Tom Petty famously sang, “The waiting is the hardest part.”
In sports, however, training is the hardest part.
Whether it is football players battling the scorching Central Texas sun during fall two-a-days, when temperatures can still easily top triple digits, or the softball team putting in a long session on the diamond, practice is brutal. Training is different, though, and can often be even more grueling.
Practices are structured times, when coaches help players hone skills and perfect philosophies. Training is the work someone puts in to become stronger, faster, leaner and more explosive, among other things. In essence, it is working out, and even for those playing team sports, this is an individual experience, requiring inner drive, motivation and self-accountability.
For high school kids, the hours spent training must be torturous at times.
They play games ending late in the evening before routinely taking lengthy bus rides home, only to awake early in the morning for their first-period class.
On top of that, they have practices to endure, school work to attend to and some have the additional responsibility of a part-time job. Then, the truly dedicated find time to train.
These are the kids jogging in front of your house after the sun goes down, and doing pushups and sit ups when they wake up and before bed.
They are the ones using makeshift gym equipment in their garages and those who eat healthy, monitoring their fluid and caloric intake to make certain their bodies will perform at a high level when the occasion arises.
Training is critical in allowing athletes to reach their physical peak, but it is also when a person’s character emerges.
It is natural for anybody to want to take it easy when the opportunity presents itself, especially when burdened with a hectic schedule, but finding the will to want to improve separates athletes from players.
It is hard enough as an adult to commit myself to being physically fit. Often, I undergo an internal war as one side of my brain tells me to go on a long run and the other begs me to remain prone on the couch.
Once a vacation, holiday or weekend rolls around, the urge to become a human slug only intensifies, so I am continually amazed by high school athletes who use their free time to prepare themselves for a upcoming goal.
Spring break is the quintessential opportunity for young people to get away from school altogether.

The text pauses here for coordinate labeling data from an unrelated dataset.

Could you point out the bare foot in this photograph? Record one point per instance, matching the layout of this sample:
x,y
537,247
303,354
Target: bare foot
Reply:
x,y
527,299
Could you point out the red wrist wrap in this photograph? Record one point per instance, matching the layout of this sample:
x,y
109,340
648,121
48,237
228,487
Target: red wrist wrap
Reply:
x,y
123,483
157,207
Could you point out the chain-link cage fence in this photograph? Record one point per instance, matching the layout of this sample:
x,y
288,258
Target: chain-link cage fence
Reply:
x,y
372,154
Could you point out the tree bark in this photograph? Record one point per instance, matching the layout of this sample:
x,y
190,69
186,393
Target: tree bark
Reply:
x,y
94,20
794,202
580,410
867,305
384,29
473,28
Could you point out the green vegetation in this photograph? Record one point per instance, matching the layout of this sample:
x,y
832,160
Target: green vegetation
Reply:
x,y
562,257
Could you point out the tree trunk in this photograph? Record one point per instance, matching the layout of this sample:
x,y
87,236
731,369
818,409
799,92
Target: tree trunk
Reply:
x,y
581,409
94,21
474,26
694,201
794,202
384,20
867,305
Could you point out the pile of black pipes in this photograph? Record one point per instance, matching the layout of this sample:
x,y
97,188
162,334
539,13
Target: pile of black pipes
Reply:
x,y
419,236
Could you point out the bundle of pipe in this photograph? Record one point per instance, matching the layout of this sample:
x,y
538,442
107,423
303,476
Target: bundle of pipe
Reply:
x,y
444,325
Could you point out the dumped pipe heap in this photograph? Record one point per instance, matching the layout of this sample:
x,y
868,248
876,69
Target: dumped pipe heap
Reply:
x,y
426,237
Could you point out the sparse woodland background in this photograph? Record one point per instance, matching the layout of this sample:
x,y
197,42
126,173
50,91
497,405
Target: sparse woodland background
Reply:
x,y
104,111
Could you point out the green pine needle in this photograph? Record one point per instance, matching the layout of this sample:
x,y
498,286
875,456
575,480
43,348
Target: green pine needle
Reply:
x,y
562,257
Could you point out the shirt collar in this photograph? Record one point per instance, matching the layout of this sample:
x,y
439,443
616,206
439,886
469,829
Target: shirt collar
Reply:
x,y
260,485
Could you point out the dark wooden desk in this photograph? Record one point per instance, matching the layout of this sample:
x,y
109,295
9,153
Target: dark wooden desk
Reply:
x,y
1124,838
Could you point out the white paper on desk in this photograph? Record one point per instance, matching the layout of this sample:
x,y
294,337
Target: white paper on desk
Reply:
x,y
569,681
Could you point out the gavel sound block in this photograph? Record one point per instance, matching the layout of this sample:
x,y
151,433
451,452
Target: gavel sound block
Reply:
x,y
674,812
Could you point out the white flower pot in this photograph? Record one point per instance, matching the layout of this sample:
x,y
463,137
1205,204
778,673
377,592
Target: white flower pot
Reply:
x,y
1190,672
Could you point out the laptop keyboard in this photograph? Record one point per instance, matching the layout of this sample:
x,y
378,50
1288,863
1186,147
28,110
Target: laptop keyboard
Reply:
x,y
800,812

It is time to be lazy before making the final push toward summer vacation or possibly graduation.
But not everyone views it as such. For example, some members of Gatesville’s girls golf team spent their spring break traveling to Lubbock and Austin, where they played the regional and state courses in preparation for a potential postseason run.
That is the epitome of training: Sacrificing free time to become better for oneself and, by extension, a team.
It takes an added devotion to sweat buckets all alone or to skip the fast-food restaurant for a salad at home or to forgo a weekend with friends to attend hitting camp on the other side of the state, but people do it because it eases their mind. It allows them to rest, knowing they did everything possible to put themselves in a position to succeed.
And when there are no doubts, there can be no regrets.
Training might be the hardest part, but it is also the most satisfying.